By her early teens, she was performing in Havana at Cuba's National Theatre, and via dancing stints on Broadway and in Paris, she arrived in Italy and was cast in a series of sword-and-sandallers alongside such beefcake hunks as Steve Reeves, Mark Forest and former Tarzan, Lex Barker.
After Sheba And The Gladiator, there were such classics of the genre as Goliath And The Barbarians - which earned Alonso the accolade of "Italian cinema's female discovery" from the National Board of Film Advertisers - The Pirate And The Slave Girl, Attack Of The Moors, Terror Of The Red Mask, The Huns (as Tanya, Queen of the Tartars) and Atlas Against The Cyclops.
While filming another of these epics, Morgan, The Pirate (1960), she met the film's production manager, Aldo Pomilia. They married in 1962, and after completing the drama Desert War, Alonso retired to bring up their son.
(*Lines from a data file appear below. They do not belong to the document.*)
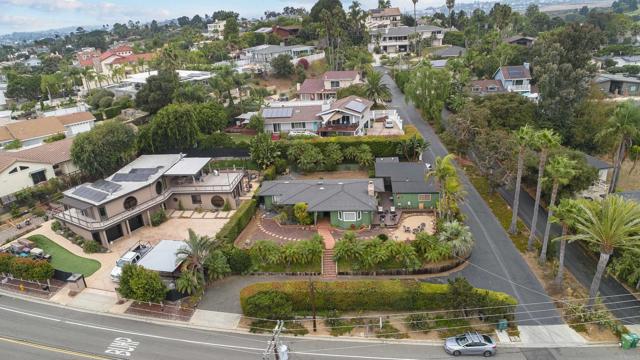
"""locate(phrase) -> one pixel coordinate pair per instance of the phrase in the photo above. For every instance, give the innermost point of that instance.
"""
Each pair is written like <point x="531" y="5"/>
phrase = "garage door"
<point x="114" y="233"/>
<point x="136" y="223"/>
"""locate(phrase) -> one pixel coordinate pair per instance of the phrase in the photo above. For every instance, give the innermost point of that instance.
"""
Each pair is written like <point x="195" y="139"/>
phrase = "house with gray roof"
<point x="111" y="208"/>
<point x="348" y="203"/>
<point x="407" y="184"/>
<point x="449" y="52"/>
<point x="396" y="39"/>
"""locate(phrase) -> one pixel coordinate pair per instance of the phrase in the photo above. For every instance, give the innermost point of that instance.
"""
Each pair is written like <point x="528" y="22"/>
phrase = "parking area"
<point x="172" y="229"/>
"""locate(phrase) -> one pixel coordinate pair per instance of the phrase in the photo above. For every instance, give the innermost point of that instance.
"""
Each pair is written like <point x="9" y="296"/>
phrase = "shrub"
<point x="112" y="112"/>
<point x="269" y="305"/>
<point x="270" y="173"/>
<point x="239" y="260"/>
<point x="375" y="295"/>
<point x="56" y="226"/>
<point x="420" y="322"/>
<point x="138" y="283"/>
<point x="237" y="222"/>
<point x="54" y="138"/>
<point x="388" y="331"/>
<point x="158" y="217"/>
<point x="91" y="246"/>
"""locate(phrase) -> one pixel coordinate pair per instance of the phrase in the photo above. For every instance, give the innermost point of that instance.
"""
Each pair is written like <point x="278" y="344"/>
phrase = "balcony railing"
<point x="523" y="88"/>
<point x="75" y="217"/>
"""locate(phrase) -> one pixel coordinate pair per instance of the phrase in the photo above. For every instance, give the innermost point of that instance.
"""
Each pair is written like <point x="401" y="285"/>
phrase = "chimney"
<point x="371" y="189"/>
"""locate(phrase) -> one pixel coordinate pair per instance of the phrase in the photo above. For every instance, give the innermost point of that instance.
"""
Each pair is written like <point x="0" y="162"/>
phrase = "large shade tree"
<point x="623" y="126"/>
<point x="104" y="149"/>
<point x="543" y="141"/>
<point x="559" y="171"/>
<point x="612" y="223"/>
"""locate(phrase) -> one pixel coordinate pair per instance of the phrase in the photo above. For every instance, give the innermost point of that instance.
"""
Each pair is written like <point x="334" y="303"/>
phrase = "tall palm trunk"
<point x="532" y="235"/>
<point x="547" y="228"/>
<point x="617" y="166"/>
<point x="563" y="247"/>
<point x="513" y="228"/>
<point x="595" y="283"/>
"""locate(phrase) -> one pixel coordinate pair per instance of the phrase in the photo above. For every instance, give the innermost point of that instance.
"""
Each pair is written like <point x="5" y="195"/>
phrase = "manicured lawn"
<point x="238" y="138"/>
<point x="499" y="208"/>
<point x="64" y="260"/>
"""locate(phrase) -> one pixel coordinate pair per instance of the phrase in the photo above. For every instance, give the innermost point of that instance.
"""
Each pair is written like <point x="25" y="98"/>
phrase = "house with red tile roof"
<point x="326" y="86"/>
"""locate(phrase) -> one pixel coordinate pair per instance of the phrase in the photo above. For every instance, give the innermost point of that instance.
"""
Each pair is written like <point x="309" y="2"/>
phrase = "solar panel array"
<point x="271" y="113"/>
<point x="515" y="72"/>
<point x="133" y="177"/>
<point x="355" y="106"/>
<point x="90" y="194"/>
<point x="106" y="185"/>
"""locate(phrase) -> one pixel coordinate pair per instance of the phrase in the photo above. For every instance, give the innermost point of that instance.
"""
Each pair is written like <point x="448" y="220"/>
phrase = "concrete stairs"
<point x="329" y="266"/>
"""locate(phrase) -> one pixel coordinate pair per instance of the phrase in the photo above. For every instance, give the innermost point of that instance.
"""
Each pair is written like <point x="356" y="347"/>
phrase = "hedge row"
<point x="27" y="269"/>
<point x="381" y="146"/>
<point x="374" y="295"/>
<point x="237" y="222"/>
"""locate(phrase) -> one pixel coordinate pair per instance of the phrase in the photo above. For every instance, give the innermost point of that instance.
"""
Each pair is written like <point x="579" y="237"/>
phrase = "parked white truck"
<point x="132" y="256"/>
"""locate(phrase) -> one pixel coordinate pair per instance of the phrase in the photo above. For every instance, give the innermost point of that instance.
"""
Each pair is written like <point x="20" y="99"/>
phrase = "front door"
<point x="136" y="223"/>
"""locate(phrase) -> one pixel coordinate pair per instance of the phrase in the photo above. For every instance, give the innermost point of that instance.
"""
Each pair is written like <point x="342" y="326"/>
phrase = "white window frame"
<point x="357" y="215"/>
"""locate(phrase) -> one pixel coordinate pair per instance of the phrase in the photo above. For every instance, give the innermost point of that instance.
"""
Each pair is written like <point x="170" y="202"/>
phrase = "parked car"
<point x="388" y="123"/>
<point x="470" y="343"/>
<point x="130" y="257"/>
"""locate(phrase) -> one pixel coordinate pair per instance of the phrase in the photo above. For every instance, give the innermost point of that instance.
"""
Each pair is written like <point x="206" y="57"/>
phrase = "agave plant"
<point x="458" y="237"/>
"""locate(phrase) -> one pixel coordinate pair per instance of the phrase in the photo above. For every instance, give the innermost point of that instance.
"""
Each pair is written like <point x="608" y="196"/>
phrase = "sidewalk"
<point x="104" y="302"/>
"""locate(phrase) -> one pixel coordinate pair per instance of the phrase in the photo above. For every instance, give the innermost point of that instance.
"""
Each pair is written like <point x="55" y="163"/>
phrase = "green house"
<point x="407" y="184"/>
<point x="345" y="203"/>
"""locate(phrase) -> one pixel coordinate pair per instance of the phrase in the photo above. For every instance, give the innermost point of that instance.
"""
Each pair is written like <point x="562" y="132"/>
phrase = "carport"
<point x="162" y="258"/>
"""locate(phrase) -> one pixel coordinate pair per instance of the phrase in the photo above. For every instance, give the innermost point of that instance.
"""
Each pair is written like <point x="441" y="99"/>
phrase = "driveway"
<point x="495" y="262"/>
<point x="172" y="229"/>
<point x="622" y="304"/>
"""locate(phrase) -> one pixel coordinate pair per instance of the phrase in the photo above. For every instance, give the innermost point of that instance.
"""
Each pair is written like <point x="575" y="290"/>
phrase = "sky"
<point x="33" y="15"/>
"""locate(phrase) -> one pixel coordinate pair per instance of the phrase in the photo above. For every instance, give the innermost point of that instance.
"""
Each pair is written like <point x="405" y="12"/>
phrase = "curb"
<point x="292" y="337"/>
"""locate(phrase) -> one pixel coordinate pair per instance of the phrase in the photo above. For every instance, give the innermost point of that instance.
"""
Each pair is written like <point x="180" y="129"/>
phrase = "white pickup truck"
<point x="130" y="257"/>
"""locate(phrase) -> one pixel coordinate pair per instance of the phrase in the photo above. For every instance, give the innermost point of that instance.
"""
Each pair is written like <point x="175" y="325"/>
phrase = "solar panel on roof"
<point x="355" y="106"/>
<point x="135" y="177"/>
<point x="106" y="185"/>
<point x="88" y="193"/>
<point x="148" y="171"/>
<point x="270" y="113"/>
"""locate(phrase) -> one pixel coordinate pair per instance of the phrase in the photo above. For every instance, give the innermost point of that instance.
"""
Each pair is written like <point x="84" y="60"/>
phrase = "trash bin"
<point x="626" y="341"/>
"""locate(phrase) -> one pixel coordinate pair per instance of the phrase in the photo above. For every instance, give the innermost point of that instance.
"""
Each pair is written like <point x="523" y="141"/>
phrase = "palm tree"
<point x="415" y="25"/>
<point x="195" y="252"/>
<point x="623" y="126"/>
<point x="450" y="5"/>
<point x="544" y="140"/>
<point x="561" y="170"/>
<point x="523" y="137"/>
<point x="563" y="213"/>
<point x="612" y="223"/>
<point x="375" y="89"/>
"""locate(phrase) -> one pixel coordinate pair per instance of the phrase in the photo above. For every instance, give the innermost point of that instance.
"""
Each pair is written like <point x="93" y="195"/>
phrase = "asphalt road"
<point x="622" y="304"/>
<point x="35" y="331"/>
<point x="495" y="262"/>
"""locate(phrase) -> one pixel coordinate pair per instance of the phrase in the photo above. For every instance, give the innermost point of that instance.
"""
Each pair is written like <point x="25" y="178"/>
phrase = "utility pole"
<point x="279" y="350"/>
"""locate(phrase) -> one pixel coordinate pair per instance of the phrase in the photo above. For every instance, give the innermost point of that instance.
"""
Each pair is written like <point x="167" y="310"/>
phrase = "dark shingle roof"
<point x="324" y="195"/>
<point x="630" y="195"/>
<point x="406" y="177"/>
<point x="597" y="163"/>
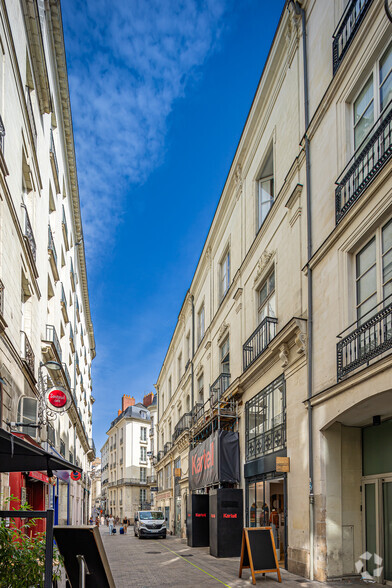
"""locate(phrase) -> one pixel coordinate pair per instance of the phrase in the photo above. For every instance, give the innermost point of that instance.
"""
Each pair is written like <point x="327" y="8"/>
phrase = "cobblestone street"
<point x="170" y="562"/>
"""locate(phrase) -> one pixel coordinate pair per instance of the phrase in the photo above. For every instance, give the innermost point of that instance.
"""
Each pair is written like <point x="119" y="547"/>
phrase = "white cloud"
<point x="128" y="63"/>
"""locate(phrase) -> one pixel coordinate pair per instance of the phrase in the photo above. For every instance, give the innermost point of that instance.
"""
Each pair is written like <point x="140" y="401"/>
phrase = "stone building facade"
<point x="44" y="299"/>
<point x="287" y="319"/>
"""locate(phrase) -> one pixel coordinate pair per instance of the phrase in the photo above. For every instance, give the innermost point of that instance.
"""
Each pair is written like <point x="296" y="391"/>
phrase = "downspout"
<point x="301" y="12"/>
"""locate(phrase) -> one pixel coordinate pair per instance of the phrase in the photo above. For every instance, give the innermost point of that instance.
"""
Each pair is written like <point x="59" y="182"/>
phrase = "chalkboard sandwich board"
<point x="258" y="552"/>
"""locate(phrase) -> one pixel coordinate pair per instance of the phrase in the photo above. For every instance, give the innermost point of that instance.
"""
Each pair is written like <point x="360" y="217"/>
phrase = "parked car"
<point x="149" y="523"/>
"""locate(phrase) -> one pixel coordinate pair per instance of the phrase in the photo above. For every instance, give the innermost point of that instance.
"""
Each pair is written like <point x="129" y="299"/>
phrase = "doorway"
<point x="377" y="526"/>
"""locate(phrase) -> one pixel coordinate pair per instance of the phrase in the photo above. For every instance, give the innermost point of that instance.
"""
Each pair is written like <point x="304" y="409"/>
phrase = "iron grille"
<point x="365" y="165"/>
<point x="259" y="340"/>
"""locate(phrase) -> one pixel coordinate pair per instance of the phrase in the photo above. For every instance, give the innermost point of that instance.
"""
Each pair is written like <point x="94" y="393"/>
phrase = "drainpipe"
<point x="301" y="12"/>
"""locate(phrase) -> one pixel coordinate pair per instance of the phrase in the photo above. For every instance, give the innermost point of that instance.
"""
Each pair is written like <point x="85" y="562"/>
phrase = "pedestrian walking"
<point x="111" y="524"/>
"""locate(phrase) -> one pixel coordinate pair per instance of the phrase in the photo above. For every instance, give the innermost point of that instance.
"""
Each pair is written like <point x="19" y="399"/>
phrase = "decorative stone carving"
<point x="284" y="354"/>
<point x="263" y="261"/>
<point x="222" y="331"/>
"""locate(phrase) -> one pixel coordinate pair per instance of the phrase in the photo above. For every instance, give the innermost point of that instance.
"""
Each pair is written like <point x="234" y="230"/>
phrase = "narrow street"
<point x="170" y="562"/>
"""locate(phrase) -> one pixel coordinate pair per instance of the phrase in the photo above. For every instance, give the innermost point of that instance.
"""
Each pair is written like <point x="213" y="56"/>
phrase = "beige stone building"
<point x="285" y="329"/>
<point x="44" y="298"/>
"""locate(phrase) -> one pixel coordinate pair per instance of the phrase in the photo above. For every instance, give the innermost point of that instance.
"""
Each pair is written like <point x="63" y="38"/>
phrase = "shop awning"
<point x="18" y="455"/>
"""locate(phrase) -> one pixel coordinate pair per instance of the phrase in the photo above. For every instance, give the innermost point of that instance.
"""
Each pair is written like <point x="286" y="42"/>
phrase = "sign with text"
<point x="217" y="459"/>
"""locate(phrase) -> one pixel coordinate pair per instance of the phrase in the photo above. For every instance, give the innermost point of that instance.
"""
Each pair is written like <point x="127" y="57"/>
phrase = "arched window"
<point x="27" y="414"/>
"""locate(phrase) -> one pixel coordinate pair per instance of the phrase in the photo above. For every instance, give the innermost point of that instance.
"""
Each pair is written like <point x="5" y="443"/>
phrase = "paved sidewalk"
<point x="170" y="562"/>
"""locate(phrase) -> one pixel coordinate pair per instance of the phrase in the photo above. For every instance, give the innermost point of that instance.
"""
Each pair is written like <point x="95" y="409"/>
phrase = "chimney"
<point x="127" y="401"/>
<point x="147" y="400"/>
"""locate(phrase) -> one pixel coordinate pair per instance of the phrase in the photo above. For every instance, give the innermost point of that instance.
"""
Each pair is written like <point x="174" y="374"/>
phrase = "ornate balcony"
<point x="367" y="162"/>
<point x="366" y="341"/>
<point x="218" y="387"/>
<point x="347" y="29"/>
<point x="28" y="234"/>
<point x="259" y="340"/>
<point x="27" y="353"/>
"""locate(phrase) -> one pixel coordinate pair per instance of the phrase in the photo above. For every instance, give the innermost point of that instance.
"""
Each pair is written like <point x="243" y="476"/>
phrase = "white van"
<point x="149" y="523"/>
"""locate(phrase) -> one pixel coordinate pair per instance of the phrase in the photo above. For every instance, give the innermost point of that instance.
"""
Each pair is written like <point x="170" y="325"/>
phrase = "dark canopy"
<point x="17" y="455"/>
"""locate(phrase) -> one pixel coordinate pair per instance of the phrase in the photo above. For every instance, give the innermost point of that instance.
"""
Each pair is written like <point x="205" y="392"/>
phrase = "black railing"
<point x="367" y="162"/>
<point x="28" y="233"/>
<point x="346" y="29"/>
<point x="31" y="115"/>
<point x="367" y="341"/>
<point x="51" y="245"/>
<point x="218" y="387"/>
<point x="259" y="340"/>
<point x="183" y="424"/>
<point x="27" y="352"/>
<point x="51" y="336"/>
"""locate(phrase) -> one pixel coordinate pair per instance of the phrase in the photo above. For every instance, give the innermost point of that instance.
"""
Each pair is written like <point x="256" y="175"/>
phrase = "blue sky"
<point x="160" y="92"/>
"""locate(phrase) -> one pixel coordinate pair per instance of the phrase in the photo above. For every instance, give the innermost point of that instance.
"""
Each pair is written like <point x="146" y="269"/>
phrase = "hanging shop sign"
<point x="58" y="399"/>
<point x="215" y="460"/>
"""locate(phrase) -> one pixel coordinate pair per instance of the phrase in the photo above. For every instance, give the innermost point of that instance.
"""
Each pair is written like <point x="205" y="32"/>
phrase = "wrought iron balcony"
<point x="367" y="162"/>
<point x="28" y="233"/>
<point x="259" y="340"/>
<point x="31" y="115"/>
<point x="51" y="336"/>
<point x="366" y="341"/>
<point x="66" y="375"/>
<point x="27" y="353"/>
<point x="347" y="29"/>
<point x="218" y="387"/>
<point x="183" y="424"/>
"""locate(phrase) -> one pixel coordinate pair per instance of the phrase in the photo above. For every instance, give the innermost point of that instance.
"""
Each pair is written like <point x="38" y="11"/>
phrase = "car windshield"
<point x="151" y="516"/>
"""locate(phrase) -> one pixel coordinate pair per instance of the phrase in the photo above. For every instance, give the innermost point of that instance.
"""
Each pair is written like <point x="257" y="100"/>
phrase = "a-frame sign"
<point x="258" y="552"/>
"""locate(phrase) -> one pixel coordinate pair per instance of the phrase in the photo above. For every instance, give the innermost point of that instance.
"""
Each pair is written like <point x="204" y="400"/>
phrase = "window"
<point x="200" y="325"/>
<point x="374" y="98"/>
<point x="265" y="416"/>
<point x="27" y="413"/>
<point x="200" y="389"/>
<point x="265" y="189"/>
<point x="224" y="274"/>
<point x="374" y="259"/>
<point x="266" y="298"/>
<point x="225" y="357"/>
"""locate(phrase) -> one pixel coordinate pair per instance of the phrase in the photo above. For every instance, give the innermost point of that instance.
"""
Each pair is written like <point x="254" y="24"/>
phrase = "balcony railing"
<point x="51" y="335"/>
<point x="27" y="352"/>
<point x="218" y="387"/>
<point x="28" y="233"/>
<point x="347" y="28"/>
<point x="31" y="115"/>
<point x="66" y="375"/>
<point x="259" y="340"/>
<point x="183" y="424"/>
<point x="367" y="162"/>
<point x="365" y="342"/>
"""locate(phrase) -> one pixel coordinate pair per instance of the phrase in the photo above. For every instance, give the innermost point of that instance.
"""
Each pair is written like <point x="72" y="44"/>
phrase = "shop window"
<point x="266" y="421"/>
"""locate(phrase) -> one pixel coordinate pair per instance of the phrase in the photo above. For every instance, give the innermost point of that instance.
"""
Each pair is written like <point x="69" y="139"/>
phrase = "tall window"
<point x="265" y="416"/>
<point x="200" y="325"/>
<point x="224" y="274"/>
<point x="373" y="98"/>
<point x="373" y="266"/>
<point x="265" y="189"/>
<point x="266" y="297"/>
<point x="225" y="357"/>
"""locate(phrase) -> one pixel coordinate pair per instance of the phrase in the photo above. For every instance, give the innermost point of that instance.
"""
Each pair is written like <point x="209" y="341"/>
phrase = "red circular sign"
<point x="57" y="398"/>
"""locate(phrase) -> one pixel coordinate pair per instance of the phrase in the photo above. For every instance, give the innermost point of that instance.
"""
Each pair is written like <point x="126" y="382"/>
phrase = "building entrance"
<point x="377" y="519"/>
<point x="267" y="506"/>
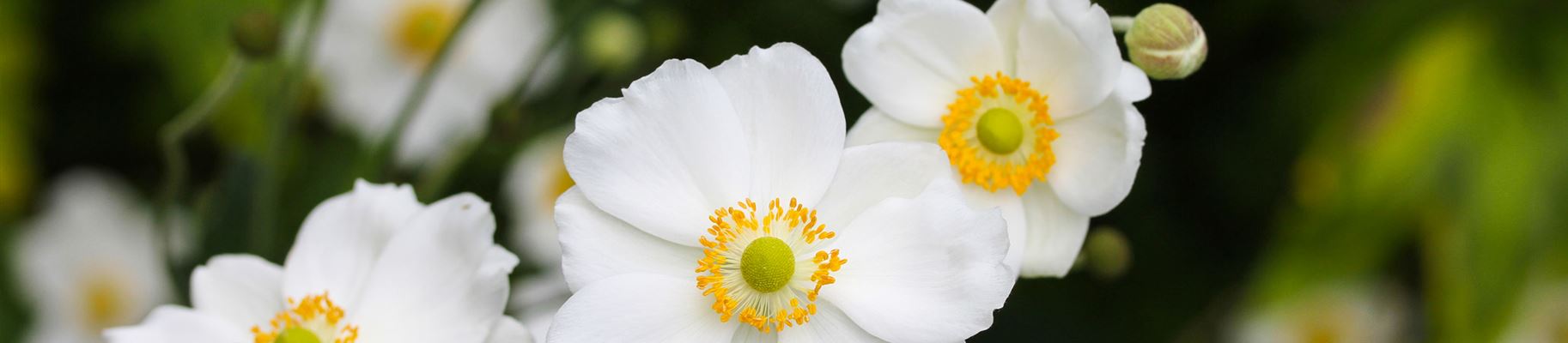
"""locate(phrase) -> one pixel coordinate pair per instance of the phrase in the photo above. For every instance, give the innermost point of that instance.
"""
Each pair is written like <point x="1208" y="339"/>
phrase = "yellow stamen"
<point x="757" y="292"/>
<point x="985" y="149"/>
<point x="313" y="316"/>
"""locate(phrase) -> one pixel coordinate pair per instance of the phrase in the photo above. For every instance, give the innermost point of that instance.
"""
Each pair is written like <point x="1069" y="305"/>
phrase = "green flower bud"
<point x="1108" y="252"/>
<point x="613" y="39"/>
<point x="256" y="35"/>
<point x="1167" y="43"/>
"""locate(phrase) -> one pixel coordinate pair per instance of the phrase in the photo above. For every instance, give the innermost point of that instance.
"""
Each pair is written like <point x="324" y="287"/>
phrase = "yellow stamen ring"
<point x="987" y="140"/>
<point x="314" y="318"/>
<point x="748" y="265"/>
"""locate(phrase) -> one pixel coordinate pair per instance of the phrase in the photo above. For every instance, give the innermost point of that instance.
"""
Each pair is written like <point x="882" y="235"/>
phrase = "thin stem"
<point x="1121" y="24"/>
<point x="265" y="201"/>
<point x="174" y="163"/>
<point x="421" y="90"/>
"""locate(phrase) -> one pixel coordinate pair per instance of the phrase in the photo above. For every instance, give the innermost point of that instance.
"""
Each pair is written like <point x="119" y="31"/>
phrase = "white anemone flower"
<point x="1030" y="100"/>
<point x="537" y="179"/>
<point x="721" y="206"/>
<point x="372" y="265"/>
<point x="1340" y="312"/>
<point x="89" y="261"/>
<point x="370" y="54"/>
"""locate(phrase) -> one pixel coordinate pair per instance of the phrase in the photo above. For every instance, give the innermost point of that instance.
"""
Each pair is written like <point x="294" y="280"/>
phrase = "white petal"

Four years later, she had a non-speaking cameo in Sergio Leone's The Good, The Bad And The Ugly, starring Clint Eastwood, on which Aldo was production supervisor. She played a woman who cooks a meal for the hired gun, played by Lee Van Cleef, while he waits for her husband and son to return home. When they show up, he shoots them dead.
Two more spaghetti westerns followed, in which she played the sultry Dolores in Run, Man, Run (1968) - her best performance - and the following year in Night Of The Serpent.
After that, Alonso devoted herself to television work in Italy, where she was a mainstay for the next two decades, appearing on everything from variety shows to cooking programmes.
When her husband died in 1986, she retired to run a four-star hotel and, later, a cattery.
Alonso, who died on February 20, is survived by her son.